What is the Pavlov Strategy? What is unique about it?

A

Cooperate if both players agree, Defect if both players disagree. If opponent defects, then you defect (if cooperated before), continue to defect until the opponent decides to defect instead of cooperating.

It is subgame perfect, the plausible threat. It is worthwhile to punish your opponent when they defect against you. Since eventually the behavior will stabilize and both (Pavlov vs. Pavlov) will eventually end up cooperating.

26
Q

What is the Computational Folk Theorem?

A

For any non-zero sum 2-player game, you can build a Pavlov-like machine, a subgame perfect Nash Equilibrium for any game in polynomial time. Some mutual benefit must exist, that is the game CANNOT be zero-sum.

27
Q

Stochastic Games? How do the generalize down if some constraints are placed on them?

A

Generalize to MDPs and are formal model of Multi-Agent RL.

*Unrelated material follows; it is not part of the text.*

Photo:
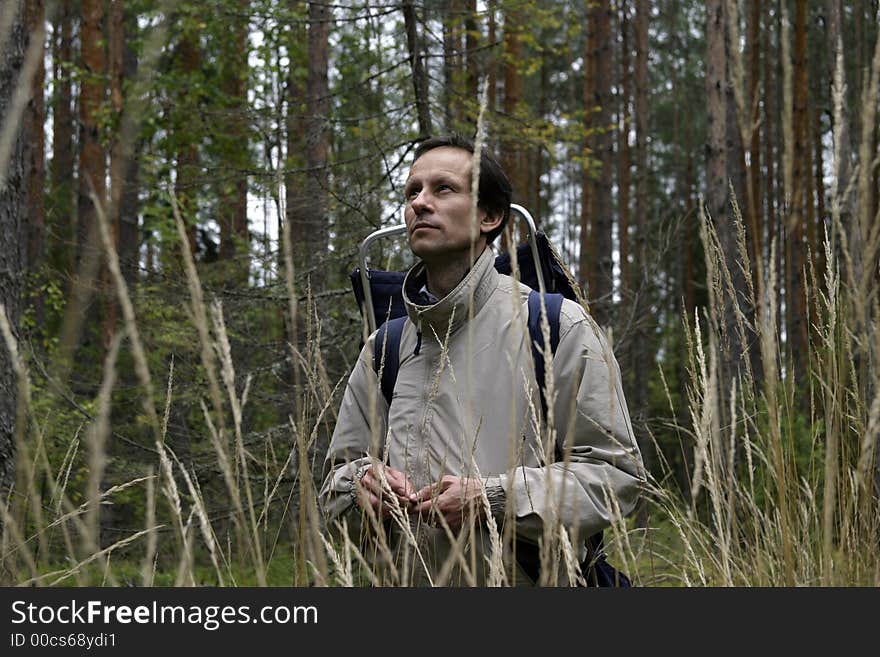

  1. Reward A = - Reward B –> then Zero-Sum Game
  2. if Player B becomes irrelevant –> then MDP
  3. If size of state S = 1 –> then repeated game.
28
Q

What are solutions to Stochastic Games. Zero-Sum? General-Sum?

A

Zero-Sum: minimax-Q

  • value iteration will work.
  • converges
  • unique solution, one answer, to Q*
  • policies can be computed independently. Each player can run their own minimax-Q and achieve the same policies.
  • update efficient = polynomial time
  • Knowing Q* we can derive a specific policy.

General-Sum: Nash-Q

  • everything above fails.
  • No unique solution since there can exist multiple Nash equilibria.